We are aware of the following limitations of our work:
For a fair comparison, the methods implemented in published reports should be tested on the dataset used in this work. To the best of our knowledge, we could not find any code online. This motivated us to make our code publicly available to encourage future comparisons.
The application of EEG electrodes is quite time consuming and a hurdle in the adoption of EEG- based authentication. We aim to investigate the usage of dry electrode EEG recordings.
The addition of a new user requires training of an authentication system for that user.
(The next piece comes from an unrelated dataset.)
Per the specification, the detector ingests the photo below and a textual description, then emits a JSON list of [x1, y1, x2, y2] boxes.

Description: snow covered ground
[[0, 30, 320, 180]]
The system should be tested using data collected on different days and recording sessions to show robustness.
5. Conclusions
We propose an EEG-based decoder capable of authenticating an individual against a sizeable population of imposters. For the proposed decoder, we considered both a combination of an inception-like NN, VGG-like NN or PCA with an SVM classifier, for different subgroups of channels. Taking the FAR as the most important measure, the PCA-SVM outperforms the inception-like NN- SVM combination significantly for 8 and 16 channels with equal performance for 64 channels. The VGG-like NN-SVM performed equal to the PCA-SVM for 8 channels but performed significantly worse on 16 and 64 channels. The FAR of the PCA-SVM and inception-like NN-SVM increased significantly with the number of channels. For real-world applications, we recommend the simpler, faster, and more accurate PCA-SVM.